Cute! After growing up a Baptist,I was confirmed in the Episcopal church when I was at Carolina. When I got married, I switched back to Baptist because Rick was not comfortable in the Episcopal church. Now we go to a "non denominational" church.

    Aileen Lawrimore says September 19, 2013

    Thanks for reading Lisa!

Len Carrier says September 26, 2013

Being on the verge of being an octogenarian, I found this post to be a propos. Today in our book discussion group, we discussed Reza Aslan's "Zealot: The Life and Times of Jesus of Nazareth." Aslan depicts Jesus as a political figure (a zealot in a long line of Jewish zealots), But one of our number, a retired Northern Baptist minister who has studied both the historical Jesus and the Christology that followed his crucifixion, argued that Jesus was apolitical. Needless to say, the discussion was interesting, given that our number also includes a Unitarian, a secular Jew, a "Richard Dawkins" atheist, a former Catholic who now a Wiccan, an agnostic and a Plotinian atheist/agnostic. Although our discussions are lively, each of us is tolerant of the views of the other discussants. Maybe it's the good food and drink that's provided at "the half" by our host of the month.

    Aileen Lawrimore says September 27, 2013

    Sounds like a great group Len! Thanks for reading!

Len Carrier says September 28, 2013

Claire and I are off on holiday to Vietnam, Thailand, and Cambodia next week. Erica and her girls are moving into their new home next month and Zak has a job and is going to AB-Tech part time. Erica's younges, Olivia Claire, won the "Fairview Five" award for her second-grade class at Fairview Elementary. Claire and I are still exercising together at the "Y," and my novel, "Bet On The River," was recently published by Outskirts Press. We try to stay busy.

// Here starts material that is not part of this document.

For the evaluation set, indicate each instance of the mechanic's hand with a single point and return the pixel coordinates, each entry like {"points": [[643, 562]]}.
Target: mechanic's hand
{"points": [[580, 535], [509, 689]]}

bm9227 says September 4, 2015

Hi Aileen, that little insight ("we have found that Baptists make the very best Episcopalians") resonates with me - I've heard a lot of anecdotes about how the most passionate and scriptural Episcopalians seem to be converts from evangelical churches. But why can't this be replicated among cradle Episcopalians?

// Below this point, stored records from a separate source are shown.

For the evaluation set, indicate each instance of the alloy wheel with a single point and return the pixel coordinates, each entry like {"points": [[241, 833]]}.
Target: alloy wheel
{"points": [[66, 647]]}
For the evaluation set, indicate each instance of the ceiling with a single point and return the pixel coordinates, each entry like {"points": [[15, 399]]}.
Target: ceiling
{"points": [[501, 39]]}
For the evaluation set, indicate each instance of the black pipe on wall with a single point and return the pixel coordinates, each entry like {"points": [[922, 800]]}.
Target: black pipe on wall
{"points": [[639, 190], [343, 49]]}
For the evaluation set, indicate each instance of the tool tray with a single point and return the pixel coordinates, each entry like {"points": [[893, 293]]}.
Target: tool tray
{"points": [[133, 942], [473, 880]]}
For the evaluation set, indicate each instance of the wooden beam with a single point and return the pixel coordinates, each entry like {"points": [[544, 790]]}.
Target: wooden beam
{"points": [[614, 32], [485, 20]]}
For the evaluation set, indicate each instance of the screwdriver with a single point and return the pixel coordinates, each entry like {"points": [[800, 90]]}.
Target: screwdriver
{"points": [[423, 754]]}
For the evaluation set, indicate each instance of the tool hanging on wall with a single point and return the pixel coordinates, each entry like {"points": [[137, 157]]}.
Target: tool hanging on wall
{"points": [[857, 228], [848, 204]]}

    Aileen Lawrimore says September 4, 2015

    Very interesting question. In moderate to liberal Baptist churches, we see a similar situation. Members who grew up in fundamentalist churches are much more biblically literate. I believe churches can be both committed to teaching the Bible and active in social justice causes. Too often it seems we do one or the other well, but not both.